When President Ronald Reagan appointed Judge Pauline Newman ’58 to the bench of the US Court of Appeals for the Federal Circuit in 1984, she had already built an extensive career in science and patent law. In addition to her law degree, she earned her MA in pure science from Columbia University and a PhD in chemistry from Yale University. She had worked as a research scientist at American Cyanamid; director of patents, trademarks, and licensing at FMC Corporation; and a science policy specialist in UNESCO’s Department of Natural Resources.
Now, in Newman’s 33rd year on the court, the NYU Annual Survey of American Law has dedicated its 74th volume to her in honor of her long and prolific career. At the dedication, Newman’s colleagues on the court and in the field of intellectual property and patent law, as well as several of her former clerks, spoke with great respect and awe of her scholarship, eloquence, and devotion to her work.
Judge Raymond Chen ’94, Newman’s colleague on the US Court of Appeals for the Federal Circuit, recalled first reading Newman’s opinions as an NYU Law student. In particular, he pointed to Paulik v. Rizkalla, a 1985 case that centered on determining which of two inventors who happened to invent the same thing at roughly the same time should be awarded the patent. Newman’s majority opinion, he said, demonstrated her stubborn commitment to scrupulously reviewing all of the relevant precedent and furthered the patent system’s basic purpose: to encourage innovation and its fruits. That case, he said, “serves as a calling card for how she has approached cases during her decades on the court…. All along she has consistently been able to work through the sometimes convoluted legal frameworks and technologically difficult factual records to reach wise and just decisions that always help to remind us of the core principles underlying our laws.”

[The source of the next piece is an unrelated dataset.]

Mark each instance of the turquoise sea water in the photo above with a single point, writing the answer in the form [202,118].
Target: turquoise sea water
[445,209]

Pauline Newman Professor of Law Rochelle Dreyfuss, after noting that she owes the title of her professorship to the judge, spoke about Newman’s reputation as an author of many dissents. “The first Justice Harlan is often called the great dissenter, but within the world of patents, that title unquestionably goes to Judge Newman,” she said. Newman has written 202 dissents—the most, Dreyfuss noted, of any federal circuit judge. Dreyfuss also observed that, even in her dissents, Newman’s views tend to be the ones that ultimately prevail. The US Supreme Court has taken up nine cases in which Newman authored a dissent. Eight of those times, the court agreed with her.
Three of Newman’s former clerks—Rachel Elsby, counsel at Akin Gump Strauss Hauer & Feld; Daniel Klein, associate at Paul, Weiss, Rifkind, Wharton & Garrison; and Judge James Worth of the US Patent and Trademark Office—spoke of Newman as a role model and mentor. “She defined my notion of the ideal judge,” said Klein.
In accepting the dedication, Newman spoke about the changes in the role of technology—and, by extension, patent law and the US Court of Appeals for the Federal Circuit—in US culture and the economy during the three decades of her judicial career. With an eye to current events, Newman noted, “I’m happy to see that again, perhaps, it’s finally coming to be understood that the judiciary is not the least dangerous branch after all.”
Newman also recognized the role NYU Law played in shaping her legal education and career: “It was this extraordinary law school that put me on this path, and I treasure the honor of this dedication.”